I thought about snow globes. Their pretty scenes, the contained chaos of their storms, the lazy grace of those last few miniature flakes belatedly falling. Is it better to be inside or out? The snow whirled on the other side of the glass.
**
One more thing. Funnily enough, I did see that family from the train again. It was about lunchtime—three hours or so after we had arrived in the city—and I was rounding the corner of the Chateau Frontenac, off of what would, in summer, be a boardwalk. I was bent double into the wind, driving forward like a mule pulling a plough and holding my hood rather ineffectively with one hand. I had walked around the whole building peering through doors that were exits not entrances at demure, newspaper-reading people in the hotel bar, thinking that I would happily pay whatever exorbitant price they asked for a cup of tea in exchange for a place to sit. But I suppose the hotel had anticipated other riff-raff having the same idea, because the space was for guests only.
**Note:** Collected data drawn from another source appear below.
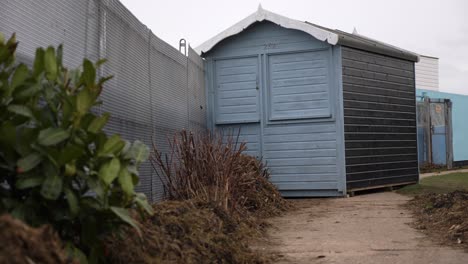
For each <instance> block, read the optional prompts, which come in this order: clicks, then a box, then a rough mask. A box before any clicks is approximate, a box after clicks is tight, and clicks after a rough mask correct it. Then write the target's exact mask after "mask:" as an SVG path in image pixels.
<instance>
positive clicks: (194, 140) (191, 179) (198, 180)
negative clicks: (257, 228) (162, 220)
mask: <svg viewBox="0 0 468 264" xmlns="http://www.w3.org/2000/svg"><path fill="white" fill-rule="evenodd" d="M224 139H225V140H223V136H222V135H220V134H216V135H212V134H204V135H194V134H192V133H190V132H187V131H185V130H184V131H182V132H180V133H179V134H178V135H176V136H174V138H173V140H172V142H171V148H172V153H171V154H170V155H165V156H164V155H163V154H162V153H161V151H159V150H158V148H157V147H156V146H154V148H153V149H154V152H153V155H152V157H151V161H152V164H153V168H154V170H155V171H156V172H158V175H159V176H160V178H161V179H162V181H163V182H164V183H166V185H165V195H166V197H167V198H168V199H170V200H197V201H202V202H205V203H207V204H214V205H216V206H219V207H221V208H223V209H224V210H225V211H227V212H229V213H230V214H231V215H232V216H238V215H241V216H243V215H245V214H246V211H247V212H249V213H252V214H260V215H262V216H265V215H276V214H278V213H280V212H281V211H284V210H286V209H287V208H288V204H287V202H286V201H285V200H283V199H282V198H281V195H280V193H279V192H278V190H277V189H276V187H275V186H274V185H272V184H271V183H270V182H269V181H268V178H269V172H268V170H267V169H266V168H265V166H264V165H263V163H262V162H261V161H259V160H257V159H255V158H253V157H250V156H247V155H245V154H244V151H245V150H246V144H245V143H244V142H241V143H239V141H238V138H234V137H232V136H231V137H225V138H224Z"/></svg>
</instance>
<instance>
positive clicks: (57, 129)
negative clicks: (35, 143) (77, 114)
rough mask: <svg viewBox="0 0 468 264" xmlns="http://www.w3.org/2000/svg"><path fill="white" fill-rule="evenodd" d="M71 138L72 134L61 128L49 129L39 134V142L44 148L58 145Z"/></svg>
mask: <svg viewBox="0 0 468 264" xmlns="http://www.w3.org/2000/svg"><path fill="white" fill-rule="evenodd" d="M69 137H70V133H69V132H68V131H65V130H63V129H61V128H47V129H44V130H41V132H39V136H38V137H37V141H38V143H39V144H41V145H43V146H52V145H56V144H58V143H60V142H62V141H64V140H65V139H67V138H69Z"/></svg>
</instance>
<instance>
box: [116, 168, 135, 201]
mask: <svg viewBox="0 0 468 264" xmlns="http://www.w3.org/2000/svg"><path fill="white" fill-rule="evenodd" d="M118 181H119V184H120V187H121V188H122V190H123V191H124V193H125V194H127V195H128V196H130V195H132V194H133V193H134V191H133V189H134V188H135V186H133V180H132V175H131V174H130V172H128V170H127V167H126V166H125V167H124V166H123V167H122V168H121V169H120V172H119V178H118Z"/></svg>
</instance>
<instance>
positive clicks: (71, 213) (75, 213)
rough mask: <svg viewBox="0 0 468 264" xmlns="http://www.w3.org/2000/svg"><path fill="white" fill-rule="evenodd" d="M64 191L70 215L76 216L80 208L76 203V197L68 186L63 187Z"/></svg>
mask: <svg viewBox="0 0 468 264" xmlns="http://www.w3.org/2000/svg"><path fill="white" fill-rule="evenodd" d="M64 192H65V196H66V197H67V202H68V206H69V207H70V212H71V214H72V216H77V215H78V212H79V210H80V208H79V205H78V198H77V197H76V195H75V193H74V192H73V191H72V190H70V189H68V188H65V190H64Z"/></svg>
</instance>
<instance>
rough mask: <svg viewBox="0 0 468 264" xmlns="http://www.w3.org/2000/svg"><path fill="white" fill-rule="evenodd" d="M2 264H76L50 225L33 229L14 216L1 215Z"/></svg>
mask: <svg viewBox="0 0 468 264" xmlns="http://www.w3.org/2000/svg"><path fill="white" fill-rule="evenodd" d="M0 234H1V242H0V263H1V264H6V263H8V264H30V263H43V264H56V263H57V264H61V263H72V261H71V260H70V259H68V258H67V254H66V252H65V251H64V249H63V247H62V242H61V241H60V239H59V237H58V236H57V234H56V233H55V231H54V230H53V229H52V227H50V226H42V227H40V228H32V227H30V226H28V225H26V224H24V223H23V222H21V221H20V220H17V219H14V218H13V217H11V216H10V215H3V216H0Z"/></svg>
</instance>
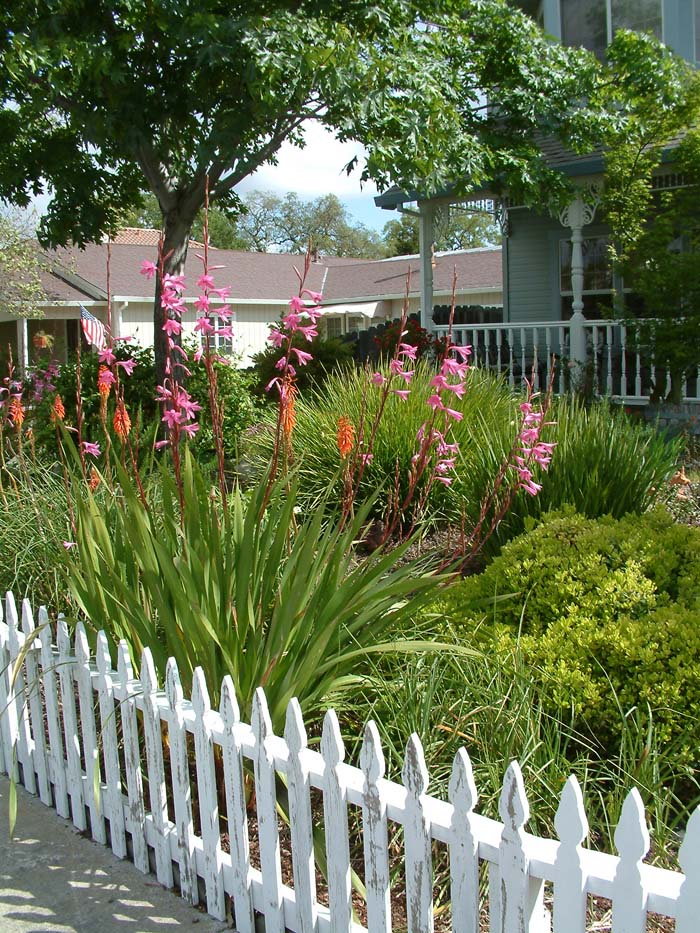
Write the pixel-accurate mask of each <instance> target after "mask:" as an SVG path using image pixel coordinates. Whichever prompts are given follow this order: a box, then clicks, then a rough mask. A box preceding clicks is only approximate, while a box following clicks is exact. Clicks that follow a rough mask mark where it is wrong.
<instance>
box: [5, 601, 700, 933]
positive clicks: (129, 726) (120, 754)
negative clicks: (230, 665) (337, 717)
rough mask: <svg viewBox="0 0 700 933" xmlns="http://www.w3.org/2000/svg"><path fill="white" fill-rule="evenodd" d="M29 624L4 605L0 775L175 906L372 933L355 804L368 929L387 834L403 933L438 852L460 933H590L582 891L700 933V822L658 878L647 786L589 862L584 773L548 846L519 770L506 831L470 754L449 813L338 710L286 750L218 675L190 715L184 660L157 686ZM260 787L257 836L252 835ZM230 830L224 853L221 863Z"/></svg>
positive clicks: (573, 779)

So I was heading back out onto the street to seek shelter elsewhere when suddenly there they were, clattering along in their boots, bumping shoulders comfortably in their puffy winter coats. Recognition gushed up inside me, and shyness, too. They seemed a bit worn, or maybe just resolute, and I thought they were probably looking for someplace to eat. The wind nudged them insistently from behind. None of them spoke.
After they passed me, though I didn’t turn around to look, I imagined the mother reaching down to take the little girl’s hand.